Joshua A. Becker et al., Appellants, v University Physicians of Brooklyn, Inc., et al., Respondents.
[762 NYS2d 277]
[MAJORITY]
In an action, inter alia, to recover damages for conversion, the plaintiffs appeal (1), as limited by their brief, from so much of an order of the Supreme Court, Kings County (Gammer, J.), entered March 29, 2002, as (a) denied their motion for leave to enter a judgment against the defendants upon their alleged default in answering, and (b) granted that branch of the cross motion of the defendants University Physicians of Brooklyn, Inc., and Daniel Zabel which was to dismiss the amended complaint insofar as asserted against them pursuant to CPLR 3211 (a) (7) for failure to state a cause of action, and to sever the counterclaims of, among others, the defendant University Physicians of Brooklyn, Inc., and direct that the counterclaims proceed to discovery and trial, and (2) from an order of the same court entered September 9, 2002, which, inter alia, granted the motion of the defendants David H. Gordon, Eugene Feigelson, Salvatore Sclafani, James Cottrell, Stephen Kamholtz, Lucy Cribben, Ross Clinchy, Ivan Lisnitzer, Stephen Kass, Peter Howanitz, and Kathy Rones pursuant to CPLR 3211 (a) (2) to dismiss the amended complaint insofar as asserted against them for lack of subject matter jurisdiction.
Ordered that the order entered March 29, 2002, is affirmed insofar as appealed from; and it is further,
Ordered that the order entered September 9, 2002, is affirmed; and it is further,
Ordered that one bill of costs is awarded to the respondents appearing separately and filing separate briefs.
The respondents did not default in answering the amended complaint (see S.D.I. Corp. v Fireman’s Fund Ins. Cos., 208 AD2d 706 [1994]). In any event, even if they did default in answering, they established justifiable excuses therefor, and potentially meritorious defenses to the action (see McNamara v Banney, 227 AD2d 892 [1996]). Moreover, there is no indication that the plaintiffs were prejudiced by the alleged default (see McKay v Longman, 199 AD2d 941 [1993]; Leogrande v Glass, 106 AD2d 431 [1984]; County of Nassau v Cedric Constr. Corp., 100 AD2d 890 [1984]). Under these circumstances, the court properly denied the plaintiffs’ motion for leave to enter judgment.

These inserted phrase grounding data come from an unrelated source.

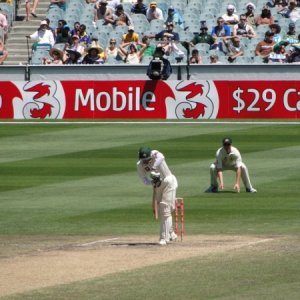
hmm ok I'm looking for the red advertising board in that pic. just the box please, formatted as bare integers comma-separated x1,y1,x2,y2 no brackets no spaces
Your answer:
0,80,299,119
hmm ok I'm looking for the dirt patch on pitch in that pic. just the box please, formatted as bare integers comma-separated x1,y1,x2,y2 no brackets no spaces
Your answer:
0,235,275,297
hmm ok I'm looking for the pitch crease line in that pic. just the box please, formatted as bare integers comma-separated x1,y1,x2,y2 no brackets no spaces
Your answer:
79,237,120,247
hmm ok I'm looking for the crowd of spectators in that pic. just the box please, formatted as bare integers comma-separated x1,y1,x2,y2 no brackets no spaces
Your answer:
3,0,300,65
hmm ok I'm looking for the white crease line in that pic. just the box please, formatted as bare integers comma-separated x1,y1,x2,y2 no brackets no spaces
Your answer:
79,237,120,247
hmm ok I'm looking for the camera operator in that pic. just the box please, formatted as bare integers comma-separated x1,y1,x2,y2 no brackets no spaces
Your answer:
147,46,172,80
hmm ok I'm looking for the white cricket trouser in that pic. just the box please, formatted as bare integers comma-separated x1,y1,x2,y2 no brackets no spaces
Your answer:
210,162,254,190
155,174,178,241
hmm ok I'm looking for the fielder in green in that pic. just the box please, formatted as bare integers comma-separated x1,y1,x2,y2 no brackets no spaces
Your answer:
137,147,178,246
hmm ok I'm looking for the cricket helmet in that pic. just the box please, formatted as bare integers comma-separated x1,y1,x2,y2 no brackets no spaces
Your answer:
222,137,232,146
138,147,152,160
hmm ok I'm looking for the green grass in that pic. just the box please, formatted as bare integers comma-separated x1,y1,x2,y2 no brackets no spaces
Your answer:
1,122,300,299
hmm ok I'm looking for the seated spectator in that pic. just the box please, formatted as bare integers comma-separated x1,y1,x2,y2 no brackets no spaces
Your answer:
78,24,92,47
82,42,104,64
189,22,215,48
233,14,256,39
64,49,82,64
56,24,71,44
107,4,133,26
119,42,147,64
283,22,298,43
28,20,55,50
146,1,164,22
140,35,156,59
153,22,179,42
210,53,222,64
104,38,123,60
131,0,148,15
165,6,184,30
0,7,8,42
269,0,288,11
70,22,80,36
268,41,288,63
255,6,275,26
66,34,85,58
89,35,105,59
189,49,202,64
48,0,66,12
244,2,256,27
121,26,139,44
211,17,231,52
287,44,300,62
223,36,244,62
42,47,64,64
95,0,113,24
0,36,8,64
269,23,282,43
278,0,300,22
55,19,67,37
156,35,185,59
255,31,276,62
222,4,239,25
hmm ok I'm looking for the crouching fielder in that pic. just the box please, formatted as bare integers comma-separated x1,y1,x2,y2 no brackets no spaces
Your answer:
137,147,178,246
206,137,257,193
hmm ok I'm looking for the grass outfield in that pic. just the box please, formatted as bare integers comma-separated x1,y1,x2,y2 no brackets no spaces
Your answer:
0,122,300,299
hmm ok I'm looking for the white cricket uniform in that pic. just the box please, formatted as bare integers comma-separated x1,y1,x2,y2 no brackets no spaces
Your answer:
137,150,178,241
210,146,254,190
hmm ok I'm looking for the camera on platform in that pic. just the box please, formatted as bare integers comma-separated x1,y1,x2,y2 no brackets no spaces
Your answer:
147,47,172,80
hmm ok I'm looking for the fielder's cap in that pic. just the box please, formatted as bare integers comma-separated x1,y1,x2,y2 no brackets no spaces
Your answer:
138,147,152,160
40,20,48,26
222,137,232,145
168,6,175,11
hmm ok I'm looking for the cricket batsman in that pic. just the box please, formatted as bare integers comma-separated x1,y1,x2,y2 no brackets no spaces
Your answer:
206,137,257,193
137,147,178,246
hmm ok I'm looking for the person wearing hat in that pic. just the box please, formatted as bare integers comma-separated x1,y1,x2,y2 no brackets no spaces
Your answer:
283,22,298,44
82,41,104,64
268,41,288,63
42,47,64,64
255,6,275,25
244,2,256,27
137,147,178,246
107,4,133,26
95,0,113,24
64,48,82,64
165,6,184,29
206,137,257,193
255,30,276,61
152,22,180,41
66,34,85,59
222,4,239,25
190,21,215,48
146,1,164,22
121,26,139,44
131,0,148,15
27,20,55,50
233,14,256,39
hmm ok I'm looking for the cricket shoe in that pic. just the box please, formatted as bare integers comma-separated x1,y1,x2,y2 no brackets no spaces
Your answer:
205,185,218,193
169,232,177,241
158,239,168,246
246,187,257,193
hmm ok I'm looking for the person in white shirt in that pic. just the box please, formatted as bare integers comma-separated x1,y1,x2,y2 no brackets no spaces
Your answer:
137,147,178,246
206,137,257,193
146,1,164,22
28,20,55,48
222,4,239,25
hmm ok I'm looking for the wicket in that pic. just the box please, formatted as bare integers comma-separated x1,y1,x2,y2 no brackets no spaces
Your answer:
175,198,184,241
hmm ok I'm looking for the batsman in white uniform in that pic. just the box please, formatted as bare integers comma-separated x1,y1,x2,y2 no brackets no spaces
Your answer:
206,137,257,193
137,147,178,246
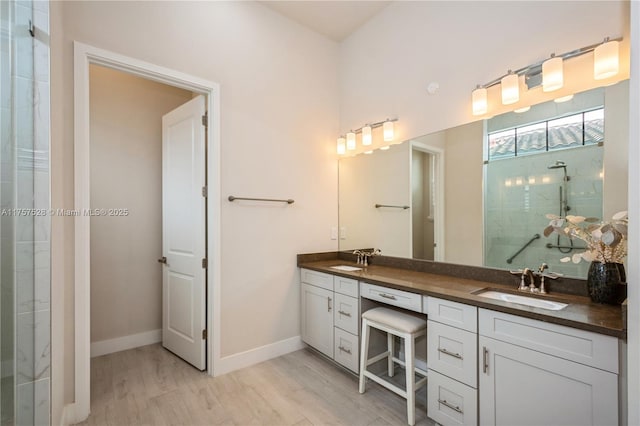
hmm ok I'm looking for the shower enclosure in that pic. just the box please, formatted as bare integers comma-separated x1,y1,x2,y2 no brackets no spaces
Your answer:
1,1,51,424
484,104,604,278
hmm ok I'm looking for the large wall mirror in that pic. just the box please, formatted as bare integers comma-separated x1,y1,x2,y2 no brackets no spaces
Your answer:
338,80,629,279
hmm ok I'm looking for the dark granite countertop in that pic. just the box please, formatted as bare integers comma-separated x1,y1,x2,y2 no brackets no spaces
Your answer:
298,257,626,339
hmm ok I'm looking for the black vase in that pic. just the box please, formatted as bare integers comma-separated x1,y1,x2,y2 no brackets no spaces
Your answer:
587,262,626,304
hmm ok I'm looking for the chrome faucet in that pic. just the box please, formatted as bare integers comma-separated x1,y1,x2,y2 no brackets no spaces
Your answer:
353,249,381,266
523,268,538,293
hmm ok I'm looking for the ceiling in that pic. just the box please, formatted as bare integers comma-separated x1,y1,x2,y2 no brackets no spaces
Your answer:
260,1,392,42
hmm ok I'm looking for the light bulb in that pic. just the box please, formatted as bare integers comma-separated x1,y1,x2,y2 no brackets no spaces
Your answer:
514,106,531,113
542,55,563,92
337,137,346,155
362,125,372,146
554,94,574,103
346,131,356,150
501,72,519,105
472,86,487,116
594,39,619,80
383,120,394,142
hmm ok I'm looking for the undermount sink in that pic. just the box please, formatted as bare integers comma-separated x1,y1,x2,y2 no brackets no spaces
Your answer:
330,265,363,272
476,290,568,311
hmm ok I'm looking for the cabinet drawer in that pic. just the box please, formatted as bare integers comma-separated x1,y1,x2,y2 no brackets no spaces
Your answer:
360,283,422,313
428,369,477,426
428,320,477,387
334,276,358,298
300,268,333,291
426,296,477,332
334,293,359,335
334,327,359,373
479,309,619,373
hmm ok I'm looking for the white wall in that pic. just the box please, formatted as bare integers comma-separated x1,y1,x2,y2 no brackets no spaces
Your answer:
339,1,629,141
51,0,339,409
89,65,193,346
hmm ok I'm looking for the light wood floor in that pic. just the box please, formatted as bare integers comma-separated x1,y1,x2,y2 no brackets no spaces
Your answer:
78,343,434,426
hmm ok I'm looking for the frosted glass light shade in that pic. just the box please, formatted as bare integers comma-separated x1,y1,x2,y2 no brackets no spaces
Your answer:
362,125,372,146
346,132,356,150
542,56,563,92
337,137,346,155
383,121,394,142
594,39,619,80
501,73,519,105
471,86,487,115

The court also correctly granted that branch of the cross motion of the defendants University Physicians of Brooklyn, Inc., and Daniel Zabel (hereinafter UPB and Zabel) which was to dismiss the amended complaint insofar as asserted against them. Accepting the facts as alleged in the amended complaint as true, and according the plaintiffs the benefit of every possible favorable inference (see Leon v Martinez, 84 NY2d 83 [1994]), the amended complaint fails to state a cause of action against UPB and Zabel (see CPLR 3211 [a] [7]). Indeed, the plaintiffs’ allegations regarding the conduct of UPB and Zabel were impermissibly vague and conclusory (see Stoianoff v Gahona, 248 AD2d 525 [1998]). Moreover, the affidavits the plaintiffs submitted in opposition to the cross motion failed to remedy the amended complaint’s defects (see Guggenheimer v Ginzburg, 43 NY2d 268 [1977]; Rovello v Orofino Realty Co., 40 NY2d 633 [1976]).
The court also correctly granted the remaining defendants’ subsequent motion to dismiss the amended complaint insofar as asserted against them, since the court lacked subject matter jurisdiction over the controversy with respect to those defendants (see CPLR 3211 [a] [2]). Indeed, the court correctly determined that under the circumstances, those defendants, who were officials and employees of the State, acted in their official capacities in the exercise of governmental functions (see Morell v Balasubramanian, 70 NY2d 297 [1987]). Therefore, the action could only be maintained against them in the Court of Claims (see Drought v New York State Psychiatric Inst., 206 AD2d 500 [1994]).
The plaintiffs’ remaining contentions are without merit. Ritter, J.P., S. Miller, Luciano and H. Miller, JJ., concur.